La difesa del medico e la possibile prescrizione

La difesa di Francesco Pignatelli, guidata dagli avvocati Alfonso Furgiuele e Stefano Montone, ha cercato di dimostrare che non ci fu alcuna interruzione di pubblico servizio, poiché i pazienti continuarono a ricevere assistenza anche dopo il trasferimento. Secondo la tesi difensiva, il passaggio dei pazienti da un reparto all’altro rappresentava una continuità del servizio. La difesa prevede di presentare appello, cercando di dimostrare che l’episodio debba essere considerato come una semplice irregolarità amministrativa.

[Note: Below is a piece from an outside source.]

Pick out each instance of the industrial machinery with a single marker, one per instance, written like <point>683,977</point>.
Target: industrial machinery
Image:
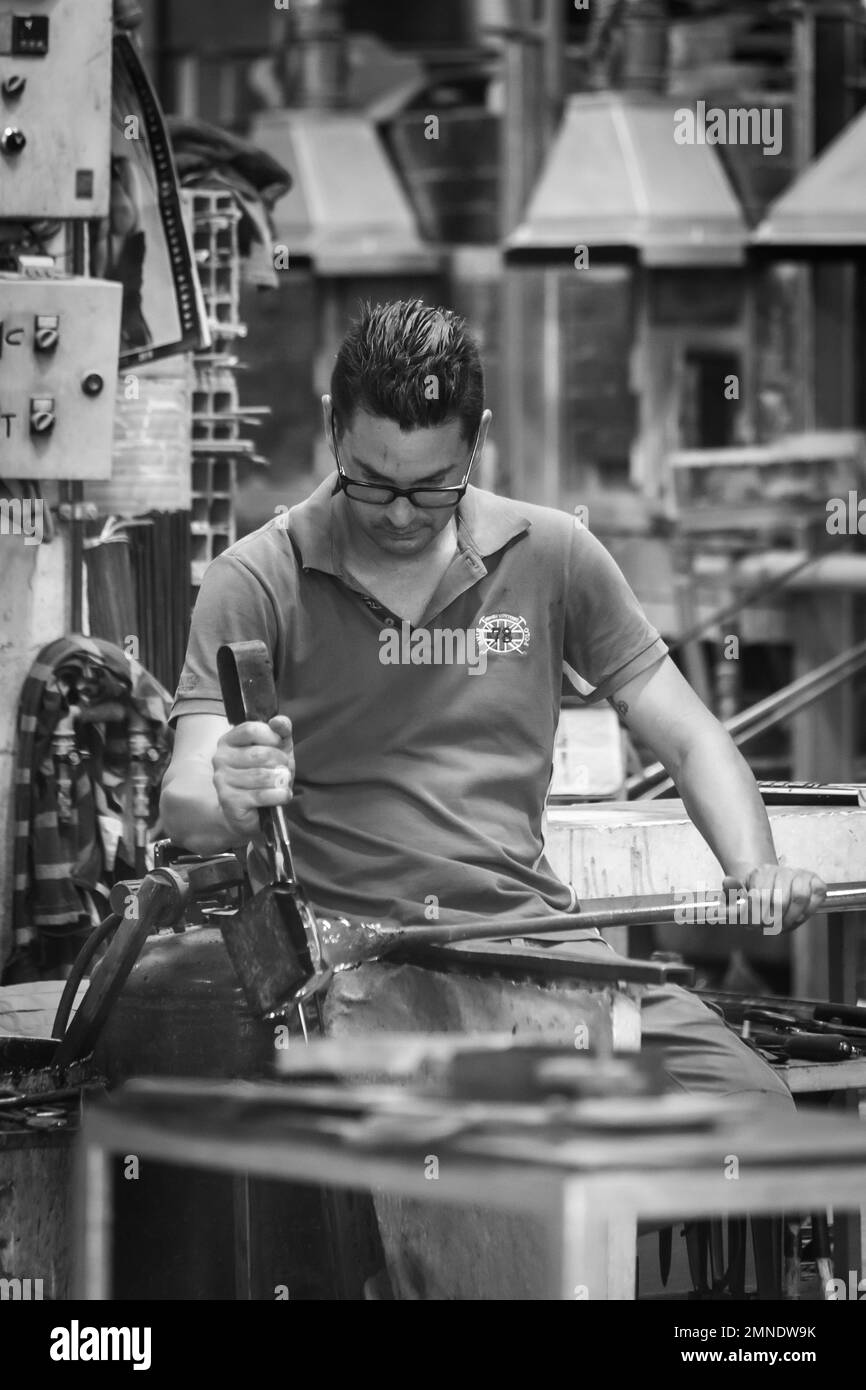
<point>59,345</point>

La festa e le foto che fecero scalpore

Pochi giorni dopo l’episodio, le foto del party organizzato da Pignatelli fecero il giro del web. In molti parteciparono alla festa, ignari del caos che si era creato nell’ospedale. Le immagini mostrarono un ambiente di festa, mentre i pazienti venivano trasferiti senza preavviso, suscitando l’indignazione dell’opinione pubblica.